お祭り会場で、かき氷を2人で頬張っているときだった。


「…ちょっと、え?なにそれ?」

菜奈は色々信じられないという顔をしている。



私と菜奈は中学からの親友で、お互いのいろんなことを話し合ってきた。


だから、長年優太に私が片思いをしていることも知っていた。
優太が結構遊び人であると忠告していたのも菜奈だし、それでも応援していてくれた。


菜奈は年上のお姉さんがいて、彼女と3人でお泊りをしてはお姉さんから男性に関するアレコレを聞いていた。

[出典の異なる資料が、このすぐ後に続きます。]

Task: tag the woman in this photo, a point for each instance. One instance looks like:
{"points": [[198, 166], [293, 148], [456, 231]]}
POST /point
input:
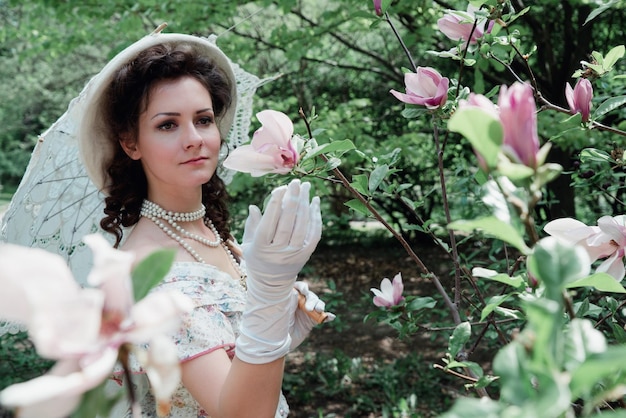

菜奈も一個上の先輩と高校1年生からお付き合いをしているので、それなりの経験はある。


「麻耶、私ね?優太はなんだかんだ麻耶が好きなんだと思ってたの。ホント。」


だけど…


「めっちゃクソ野郎じゃん!確かに麻耶がそんな格好してたのも驚きだし、ちょっと引いたけど!」


「引いたんだ、菜奈。」


「や、結構びっくりしたの!!そんな大胆なことするなんて知らなかったし!だけど、内心2人は両思いなんだって確信していたからさ。やるじゃんっ!って気持ちもある。」


菜奈は基本的に思ったことをストレートに伝えてくるので、それが良いところであり私の好きなところだ。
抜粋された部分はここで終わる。